If you want Game Boy or SNES homebrew now (for week 5; you do not need it until then), the academy recommends:

  • Game Boy: search https://itch.io/games/tag-game-boy for free entries; or https://gbdev.io/games.html for community lists
  • SNES: search https://itch.io/games/tag-snes for free entries; or https://www.snesdev.com/ for community lists

Save downloads to a dedicated folder on your laptop (suggested: ~/spk-101/roms/). Within that folder, separate by platform: ~/spk-101/roms/nes/, ~/spk-101/roms/gameboy/, ~/spk-101/roms/snes/.

Run the install-and-verify lab

After all five tools are installed, run labs/lab-0-0-install-and-verify.md (5 minutes). This walks you through a quick check that every tool launches and your homebrew ROM loads correctly.

If anything fails, the lab includes troubleshooting steps for common installation problems (missing dependencies on Linux; macOS Gatekeeper blocking unsigned apps; Windows SmartScreen flagging the installer).

Folder structure recommendation

Set up a working directory before week 1:

~/spk-101/
├── roms/
   ├── nes/              (your downloaded NES homebrew ROMs)
   ├── gameboy/          (Game Boy ROMs for week 5)
   └── snes/             (SNES ROMs for week 5)
├── working/              (where you'll keep modified ROMs during labs)
├── journal/              (your weekly reflection journal)
└── capstone/             (your week-6 capstone artifact, created later)

The folder names are suggestions; use whatever makes sense to you. The point is: keep the downloaded original ROMs separate from your modified copies. The course teaches "always modify a copy, never the original."

What you do NOT need to buy

To be explicit: SPK-101 has zero required purchases. Everything is free.

  • No emulator licenses: Mesen, SameBoy, bsnes-plus are all free
  • No software licenses: HxD / Hex Fiend / Bless are free
  • No cartridges: you use legal homebrew ROMs; the original consoles and games are not part of the course
  • No cartridge readers: optional only for advanced students who want to dump their own personal cartridges; the academy does not require it
  • No textbooks: the course readings are all free online resources
  • No subscription services: no Coursera, no Udemy, no Pluralsight

If at any point in SPK-101 you encounter a recommendation to buy something, double-check it against this page. The course's commitment is: zero required purchases.

Estimated install time

Step Time
Download and install Mesen ~15 min
Download and install SameBoy ~15 min
Download and install bsnes-plus ~15 min (or longer if building from source on macOS / Linux)
Install hex editor ~10 min
Bookmark reading material ~10 min
Download 1-2 homebrew NES ROMs ~15 min
Run lab-0-0-install-and-verify ~10 min
Total ~90 minutes; under 2 hours including any troubleshooting

You should be ready for week 1 within an evening of setup work.

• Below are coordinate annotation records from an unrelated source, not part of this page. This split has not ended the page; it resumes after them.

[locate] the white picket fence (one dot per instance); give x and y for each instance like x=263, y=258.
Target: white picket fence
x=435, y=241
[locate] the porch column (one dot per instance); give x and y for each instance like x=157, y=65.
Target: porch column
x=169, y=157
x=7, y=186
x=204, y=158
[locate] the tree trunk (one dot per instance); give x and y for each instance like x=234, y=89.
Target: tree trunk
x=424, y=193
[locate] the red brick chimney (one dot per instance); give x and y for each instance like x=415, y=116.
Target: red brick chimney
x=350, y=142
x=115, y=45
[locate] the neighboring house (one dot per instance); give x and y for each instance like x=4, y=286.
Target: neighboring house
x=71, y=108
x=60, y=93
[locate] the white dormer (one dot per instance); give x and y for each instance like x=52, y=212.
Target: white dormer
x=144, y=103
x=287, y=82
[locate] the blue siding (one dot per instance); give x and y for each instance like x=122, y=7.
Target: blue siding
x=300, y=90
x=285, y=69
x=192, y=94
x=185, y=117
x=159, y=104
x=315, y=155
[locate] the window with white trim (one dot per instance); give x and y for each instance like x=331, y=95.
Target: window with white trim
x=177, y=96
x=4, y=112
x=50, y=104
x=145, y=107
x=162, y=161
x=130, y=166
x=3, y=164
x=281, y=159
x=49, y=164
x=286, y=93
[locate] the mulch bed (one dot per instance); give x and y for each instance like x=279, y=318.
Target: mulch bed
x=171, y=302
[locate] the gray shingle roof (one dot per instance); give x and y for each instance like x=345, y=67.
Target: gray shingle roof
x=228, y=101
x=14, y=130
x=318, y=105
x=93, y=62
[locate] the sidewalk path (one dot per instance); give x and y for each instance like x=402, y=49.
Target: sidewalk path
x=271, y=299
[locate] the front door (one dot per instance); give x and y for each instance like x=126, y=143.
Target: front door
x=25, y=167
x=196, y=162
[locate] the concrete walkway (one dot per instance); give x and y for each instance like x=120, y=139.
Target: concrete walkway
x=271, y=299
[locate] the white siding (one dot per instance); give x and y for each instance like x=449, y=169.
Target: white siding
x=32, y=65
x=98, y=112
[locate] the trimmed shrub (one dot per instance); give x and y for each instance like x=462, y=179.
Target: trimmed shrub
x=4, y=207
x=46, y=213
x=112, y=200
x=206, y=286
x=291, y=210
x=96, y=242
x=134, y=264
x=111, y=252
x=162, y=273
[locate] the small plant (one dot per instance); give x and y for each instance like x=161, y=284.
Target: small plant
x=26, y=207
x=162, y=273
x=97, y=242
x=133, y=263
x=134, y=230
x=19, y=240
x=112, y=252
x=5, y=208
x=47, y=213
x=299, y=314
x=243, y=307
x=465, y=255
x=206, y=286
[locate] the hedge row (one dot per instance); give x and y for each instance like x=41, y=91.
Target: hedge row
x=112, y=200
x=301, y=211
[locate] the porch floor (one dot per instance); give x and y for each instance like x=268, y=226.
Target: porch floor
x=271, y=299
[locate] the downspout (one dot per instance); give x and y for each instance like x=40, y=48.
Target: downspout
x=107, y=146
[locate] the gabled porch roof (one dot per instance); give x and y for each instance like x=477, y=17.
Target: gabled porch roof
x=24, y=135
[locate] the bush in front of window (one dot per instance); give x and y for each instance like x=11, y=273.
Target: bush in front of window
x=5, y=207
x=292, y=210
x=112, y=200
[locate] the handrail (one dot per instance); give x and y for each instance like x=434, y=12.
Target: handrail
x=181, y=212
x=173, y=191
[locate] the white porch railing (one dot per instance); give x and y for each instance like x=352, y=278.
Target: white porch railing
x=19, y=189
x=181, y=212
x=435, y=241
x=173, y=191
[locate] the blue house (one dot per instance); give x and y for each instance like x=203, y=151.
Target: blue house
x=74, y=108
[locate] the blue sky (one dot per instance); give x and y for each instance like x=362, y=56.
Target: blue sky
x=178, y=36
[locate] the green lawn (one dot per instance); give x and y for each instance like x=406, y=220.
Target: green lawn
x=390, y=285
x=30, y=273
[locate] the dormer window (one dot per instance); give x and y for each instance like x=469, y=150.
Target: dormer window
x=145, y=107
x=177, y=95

Where to get help if setup fails

  • The academy's Discord channel (link distributed at course registration)
  • The instructor's office hours (schedule shared at course start)
  • The NESdev forums at https://forums.nesdev.org/ (community-friendly to beginners)
  • The 8bitworkshop community at https://github.com/sehugg/8bitworkshop/discussions

Setup issues are not a sign you cannot do the course; setup is the friction-fullest part of computing, full stop. Ask for help early.


Setup guide v0.1 prepared 2026-05-08. Updates after pilot-cohort feedback.